The first Android smartphone from Sony Ericsson hits Australia later this month on Optus, Telstra, Vodafone and Three, on contract and outright sale.
Sony Ericsson may be coming late to the Android party but it wants everyone
to know they’ve arrived.
The company’s first Android handset, the Xpedia X10, will be offered through all four Australian carriers – the first Android smartphone to do so.
Competitors such as HTC and Motorola have preferred to ink exclusivity agreements with individual carriers, or in the case of HTC Hero and Tattoo to bypass the carriers entirely and follow a retail-only strategy.

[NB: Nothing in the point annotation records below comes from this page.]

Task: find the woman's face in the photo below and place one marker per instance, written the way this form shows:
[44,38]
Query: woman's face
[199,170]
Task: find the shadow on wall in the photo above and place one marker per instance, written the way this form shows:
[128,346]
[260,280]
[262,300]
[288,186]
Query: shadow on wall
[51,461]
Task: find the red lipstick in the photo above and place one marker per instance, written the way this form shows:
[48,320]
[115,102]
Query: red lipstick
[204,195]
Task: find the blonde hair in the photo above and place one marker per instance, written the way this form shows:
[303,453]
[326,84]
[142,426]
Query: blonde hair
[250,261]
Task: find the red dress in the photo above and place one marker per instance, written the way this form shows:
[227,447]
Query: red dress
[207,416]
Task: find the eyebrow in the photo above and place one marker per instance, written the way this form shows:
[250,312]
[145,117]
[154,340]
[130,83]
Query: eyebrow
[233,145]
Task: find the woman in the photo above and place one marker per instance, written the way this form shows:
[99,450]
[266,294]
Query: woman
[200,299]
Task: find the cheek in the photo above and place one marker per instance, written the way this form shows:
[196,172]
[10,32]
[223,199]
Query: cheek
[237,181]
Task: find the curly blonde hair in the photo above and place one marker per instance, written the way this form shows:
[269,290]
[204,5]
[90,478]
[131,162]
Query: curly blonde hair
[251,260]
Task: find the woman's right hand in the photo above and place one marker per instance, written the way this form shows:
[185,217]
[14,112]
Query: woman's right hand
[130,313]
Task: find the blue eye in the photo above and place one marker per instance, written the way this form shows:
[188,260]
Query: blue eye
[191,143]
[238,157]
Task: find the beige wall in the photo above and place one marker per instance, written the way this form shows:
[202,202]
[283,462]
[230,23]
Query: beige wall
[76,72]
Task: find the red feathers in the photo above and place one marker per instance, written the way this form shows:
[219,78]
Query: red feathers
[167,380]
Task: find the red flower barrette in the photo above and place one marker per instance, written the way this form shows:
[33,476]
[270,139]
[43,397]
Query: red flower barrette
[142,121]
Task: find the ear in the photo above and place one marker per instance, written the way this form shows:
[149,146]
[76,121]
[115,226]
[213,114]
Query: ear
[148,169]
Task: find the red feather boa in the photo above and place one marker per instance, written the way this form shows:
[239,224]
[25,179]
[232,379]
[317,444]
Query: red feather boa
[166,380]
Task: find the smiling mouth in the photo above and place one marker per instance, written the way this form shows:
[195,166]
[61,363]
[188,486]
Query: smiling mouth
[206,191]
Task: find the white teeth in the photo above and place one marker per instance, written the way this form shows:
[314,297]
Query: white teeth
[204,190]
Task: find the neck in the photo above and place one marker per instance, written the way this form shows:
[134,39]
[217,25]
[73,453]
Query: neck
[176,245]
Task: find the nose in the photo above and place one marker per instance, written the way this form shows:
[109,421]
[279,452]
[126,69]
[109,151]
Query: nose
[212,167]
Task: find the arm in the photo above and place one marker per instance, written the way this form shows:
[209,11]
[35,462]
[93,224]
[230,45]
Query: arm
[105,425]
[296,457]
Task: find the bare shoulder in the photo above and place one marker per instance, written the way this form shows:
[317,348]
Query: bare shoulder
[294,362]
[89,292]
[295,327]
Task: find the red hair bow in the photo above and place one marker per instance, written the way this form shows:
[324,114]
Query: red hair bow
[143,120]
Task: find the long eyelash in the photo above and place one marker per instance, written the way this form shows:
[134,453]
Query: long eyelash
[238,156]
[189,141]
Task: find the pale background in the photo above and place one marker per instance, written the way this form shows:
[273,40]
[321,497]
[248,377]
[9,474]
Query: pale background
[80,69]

The X10 would arrive “towards the end of this month, and we expect all the carriers will launch it around the same time” Tim Barnes, Head of Marketing for Sony Ericsson’s Oceania region told APC. “However, they have slightly different test processes so that could change how quickly things get to market”.
The models carried by Optus and Vodafone will support both the 2100MHz and 900MHz 3G bands, while Telstra and Three will get an X10 built for 2100MHz and 850MHz (Next G).
“We try to differentiate with our operators through things like customisation – we’ll do certain thing with operators that makes the X10 specific to them” said Barnes.
In addition to contract sales, carriers will have the option to offer the Xperia X10 for outright sale at an RRP of $1,099.
Barnes also told APC that the diminutive X10 Mini and X10 Mini Pro – which pack the same Android goodness into a pocket-sized handset with a 2.5 inch screen, compared to the X10’s 4 inch panel – will follow in the first half of the year, with the aim of these also being available across all carriers and networks.
Coming soon: the pint-sized Xperia X10 Mini Pro (at left, with a slide-out QWERTY keyboard) and the X10 Mini
The X10 is powered by a 1GHz Snapdragon processor but still sports Android 1.6, atop which Sony Ericsson has loaded its Timescape and Mediascape applications for social networking and multimedia.
The company will mount a major marketing push for the X10, which Barnes describes as “our hero handset”.
“We’ve had our field team out for eight weeks so that retailers can get their hands on the X10 and understand the Android platform as well as our signature Timescape and Mediascape apps the differentiation we bring to the user interface.”
“We’ve also done a very good job of seeding that message through social networking sites, which is part of our marketing strategy, because social networking is taking off in such a big way and the X10’s Timescape and Mediascape applications bring all that together.”